In Manitoba the RCMP have charged reputed Indian Posse member, Jeffrey Bruyere, with the brutal assault of a woman that took place on the Peguis First Nation reserve in July, 2009. Because the RCMP also allege that the attack was committed to further the interests of the Indian Posse gang, Jeffrey Bruyere was further charged with participation in a criminal organization.
In order to promote traffic safety, the Minister responsible for SGI Tim McMillan, announced a partnership with File Hills First Nation that would see a intoximeter (formerly referred to as a breathalyzer) and a radar gun added to their current traffic safety resources. File Hills First Nations Police Service, which polices the Little Black Bear, Okanese, Peepeekisis, Star Blanket and Carry the Kettle First Nations, is the only self-administered First Nations police service in Saskatchewan.

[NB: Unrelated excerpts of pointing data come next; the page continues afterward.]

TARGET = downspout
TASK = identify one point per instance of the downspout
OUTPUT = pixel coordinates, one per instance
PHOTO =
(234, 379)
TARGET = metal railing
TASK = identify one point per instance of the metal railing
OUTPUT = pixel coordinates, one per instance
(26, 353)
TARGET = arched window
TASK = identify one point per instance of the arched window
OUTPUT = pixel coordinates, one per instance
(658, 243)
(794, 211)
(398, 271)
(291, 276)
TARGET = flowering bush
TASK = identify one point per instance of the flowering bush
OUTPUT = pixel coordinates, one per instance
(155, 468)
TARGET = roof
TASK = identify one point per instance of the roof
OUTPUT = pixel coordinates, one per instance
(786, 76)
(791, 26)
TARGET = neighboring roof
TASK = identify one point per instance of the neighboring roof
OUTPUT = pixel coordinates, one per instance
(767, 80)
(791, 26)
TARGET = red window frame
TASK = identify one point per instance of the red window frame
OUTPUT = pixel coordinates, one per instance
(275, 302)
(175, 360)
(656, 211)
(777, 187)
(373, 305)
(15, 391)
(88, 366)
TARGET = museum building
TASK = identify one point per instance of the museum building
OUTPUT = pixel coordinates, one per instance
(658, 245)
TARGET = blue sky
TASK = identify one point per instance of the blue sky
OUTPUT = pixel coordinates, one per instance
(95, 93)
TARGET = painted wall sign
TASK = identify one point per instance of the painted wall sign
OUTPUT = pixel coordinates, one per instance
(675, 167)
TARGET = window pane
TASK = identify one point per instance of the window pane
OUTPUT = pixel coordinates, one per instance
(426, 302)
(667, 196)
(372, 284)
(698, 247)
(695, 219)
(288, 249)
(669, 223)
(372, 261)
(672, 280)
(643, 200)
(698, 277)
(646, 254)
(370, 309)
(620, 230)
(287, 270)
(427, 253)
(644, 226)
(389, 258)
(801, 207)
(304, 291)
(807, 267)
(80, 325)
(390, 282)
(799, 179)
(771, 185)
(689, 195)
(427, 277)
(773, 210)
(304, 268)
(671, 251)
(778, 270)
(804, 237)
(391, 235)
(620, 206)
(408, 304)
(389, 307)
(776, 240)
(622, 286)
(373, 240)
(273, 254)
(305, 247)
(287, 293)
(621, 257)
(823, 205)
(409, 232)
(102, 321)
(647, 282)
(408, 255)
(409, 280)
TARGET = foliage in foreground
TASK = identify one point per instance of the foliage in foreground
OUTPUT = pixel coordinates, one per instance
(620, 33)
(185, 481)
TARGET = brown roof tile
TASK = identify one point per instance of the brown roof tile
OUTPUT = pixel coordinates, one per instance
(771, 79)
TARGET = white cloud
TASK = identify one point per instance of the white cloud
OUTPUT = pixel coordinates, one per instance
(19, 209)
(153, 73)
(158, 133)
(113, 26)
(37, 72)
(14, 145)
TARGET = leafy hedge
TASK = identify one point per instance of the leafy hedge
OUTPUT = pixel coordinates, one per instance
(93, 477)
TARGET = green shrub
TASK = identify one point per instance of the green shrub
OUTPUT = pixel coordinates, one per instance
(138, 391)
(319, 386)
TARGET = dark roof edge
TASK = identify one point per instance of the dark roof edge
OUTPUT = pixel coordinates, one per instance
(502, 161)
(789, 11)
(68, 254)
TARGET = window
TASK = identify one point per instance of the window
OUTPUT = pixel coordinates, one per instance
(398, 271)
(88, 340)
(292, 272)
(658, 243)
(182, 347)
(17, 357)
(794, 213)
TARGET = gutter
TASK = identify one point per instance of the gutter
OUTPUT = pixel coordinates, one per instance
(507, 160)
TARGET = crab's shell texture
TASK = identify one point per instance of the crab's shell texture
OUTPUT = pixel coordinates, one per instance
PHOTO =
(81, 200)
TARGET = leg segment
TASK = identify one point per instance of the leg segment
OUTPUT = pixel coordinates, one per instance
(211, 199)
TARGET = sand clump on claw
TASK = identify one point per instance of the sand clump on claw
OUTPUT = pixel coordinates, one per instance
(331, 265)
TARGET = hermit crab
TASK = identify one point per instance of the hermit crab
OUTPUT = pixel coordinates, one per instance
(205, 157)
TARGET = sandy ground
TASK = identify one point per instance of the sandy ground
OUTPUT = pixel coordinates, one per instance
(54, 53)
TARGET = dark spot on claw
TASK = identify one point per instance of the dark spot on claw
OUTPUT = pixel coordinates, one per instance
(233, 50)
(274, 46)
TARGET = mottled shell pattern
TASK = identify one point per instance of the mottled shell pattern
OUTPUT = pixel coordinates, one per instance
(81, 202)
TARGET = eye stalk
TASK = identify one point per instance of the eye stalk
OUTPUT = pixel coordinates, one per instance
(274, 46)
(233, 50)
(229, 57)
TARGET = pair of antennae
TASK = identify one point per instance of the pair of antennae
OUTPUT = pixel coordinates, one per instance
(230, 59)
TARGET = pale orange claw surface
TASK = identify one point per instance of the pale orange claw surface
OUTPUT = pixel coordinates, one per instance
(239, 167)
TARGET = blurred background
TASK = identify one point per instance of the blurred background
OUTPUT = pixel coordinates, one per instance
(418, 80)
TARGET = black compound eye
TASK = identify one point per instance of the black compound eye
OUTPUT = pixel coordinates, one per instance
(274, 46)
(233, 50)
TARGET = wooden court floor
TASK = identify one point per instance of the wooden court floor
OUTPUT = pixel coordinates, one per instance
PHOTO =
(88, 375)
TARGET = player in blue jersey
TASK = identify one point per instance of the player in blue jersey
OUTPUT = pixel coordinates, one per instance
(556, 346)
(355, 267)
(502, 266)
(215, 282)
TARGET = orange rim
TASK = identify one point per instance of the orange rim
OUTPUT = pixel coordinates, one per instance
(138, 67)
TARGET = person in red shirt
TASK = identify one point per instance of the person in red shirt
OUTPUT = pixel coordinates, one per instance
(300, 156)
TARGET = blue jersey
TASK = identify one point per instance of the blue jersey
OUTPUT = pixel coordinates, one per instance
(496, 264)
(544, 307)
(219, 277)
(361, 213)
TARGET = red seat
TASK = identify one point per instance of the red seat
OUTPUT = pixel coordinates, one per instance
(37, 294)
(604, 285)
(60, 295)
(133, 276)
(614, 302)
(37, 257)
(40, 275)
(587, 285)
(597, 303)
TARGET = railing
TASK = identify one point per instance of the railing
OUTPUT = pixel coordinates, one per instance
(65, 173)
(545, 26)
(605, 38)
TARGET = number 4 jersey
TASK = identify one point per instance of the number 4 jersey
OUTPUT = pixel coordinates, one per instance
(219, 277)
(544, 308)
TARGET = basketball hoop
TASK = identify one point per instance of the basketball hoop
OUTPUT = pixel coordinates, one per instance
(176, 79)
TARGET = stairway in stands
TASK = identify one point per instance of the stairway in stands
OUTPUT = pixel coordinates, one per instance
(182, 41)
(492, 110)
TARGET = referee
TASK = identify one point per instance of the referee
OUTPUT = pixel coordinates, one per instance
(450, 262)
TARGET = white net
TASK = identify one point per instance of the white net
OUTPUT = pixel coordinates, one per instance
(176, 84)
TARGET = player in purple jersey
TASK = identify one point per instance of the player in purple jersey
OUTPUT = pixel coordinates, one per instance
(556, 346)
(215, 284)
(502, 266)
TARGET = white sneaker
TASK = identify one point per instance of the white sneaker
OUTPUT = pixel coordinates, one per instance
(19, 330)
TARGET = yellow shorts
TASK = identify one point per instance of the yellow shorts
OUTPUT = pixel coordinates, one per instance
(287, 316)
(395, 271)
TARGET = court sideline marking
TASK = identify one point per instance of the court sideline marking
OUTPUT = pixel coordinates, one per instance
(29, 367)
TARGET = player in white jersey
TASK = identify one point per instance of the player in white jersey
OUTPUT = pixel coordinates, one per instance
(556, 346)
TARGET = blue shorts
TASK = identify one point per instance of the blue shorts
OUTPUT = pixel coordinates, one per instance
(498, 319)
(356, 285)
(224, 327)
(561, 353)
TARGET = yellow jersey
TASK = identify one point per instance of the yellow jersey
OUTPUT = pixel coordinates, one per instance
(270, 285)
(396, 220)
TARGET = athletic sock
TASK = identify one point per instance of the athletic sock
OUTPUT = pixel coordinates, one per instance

Some Aboriginal communities, located in northern Saskatchewan, are interested in storing nuclear waste, something even the provincial government has not yet made a decision on. Representatives from the Metis village of Pinehouse have gone to Toronto to visit the Nuclear Waste Management Organization which is looking into setting up national storage facilities. The Saskatchewan government has a policy to reserve decisions on supporting communities interested in nuclear waste management facilities until such proposals are well into the regulatory process.
CBC Saskatchewan is airing a 6-part summer series with a Prairie point of view. On August 28th, at 7:00 p.m. CBC will air “Denendeh” which looks at the cultural clash that has been going on in La Loche since the Hudson Bay opened a store there over two-hundred years ago. The CBC series so far has included “Harmony”, which looks at the Truth and Reconciliation event that took place in Winnipeg; “Red Road Forward”, which discusses the last Residential School at the George Gordan Reserve; and on September 4th at 7:00 p.m., the CBC series will present “Last Bannock Standing”, a story about the Bionic Bannock Boys, a Regina-based Aboriginal comedy troupe, and their search for a new member.
The Caldwell First Nation has ratified a land claim settlement that will provide $105-million to buy land and set up a reserve. More than 200 years ago, at Point Pelee, members lost their traditional lands and this settlement compensates them for that loss.
On Tuesday, August 24th, 2010, the British Columbia government and the Stk’emlupsemc of the Secwepemec Nation, located near Kamloops, signed a mining agreement that will share royalties. The agreement, the first in B. C. history and perhaps the first in Canada, involves the New Afton mine, producing gold-silver-copper and set to open in 2012.
Rob Clarke, Member of Parliament for Desnethe – Missinippi, on behalf of the Honourable John Duncan, Minister of Indian Affairs and Northern Development and Federal Interlocutor for Métis and Non-Status Indians, along with Donna Harpauer, Minister of Education for Saskatchewan, and Robert Sylvester, Chief of the Birch Narrows First Nation, unveiled a new $25-million comprehensive school on the Birch Narrows First Nation on August 17, 2010.
Completed nearly 11 weeks ahead of schedule, the project resulted in over 105,000 work hours, with local workers logging 60,000 of those hours. Birch Narrows First Nation is located approximately 580 km northwest of Saskatoon and has an estimated population of 650.
Her Excellency the Right Honourable Michaelle Jean, Governor General of Canada, is scheduled to visit the women, men and youth behind the success of the La Ronge community. Her Excellency will be attending a round table discussion with representatives of the Lac La Ronge Indian Band. Later a community celebration is planned where traditional fish fry will be featured as well as cultural performances.
Seven mothers and grandmothers of the Labrador Innu community of Natuashish are protesting against drug dealers in an effort to drive them out of their community. They have posted large banners on their homes that read: “Take your dirty business somewhere else.”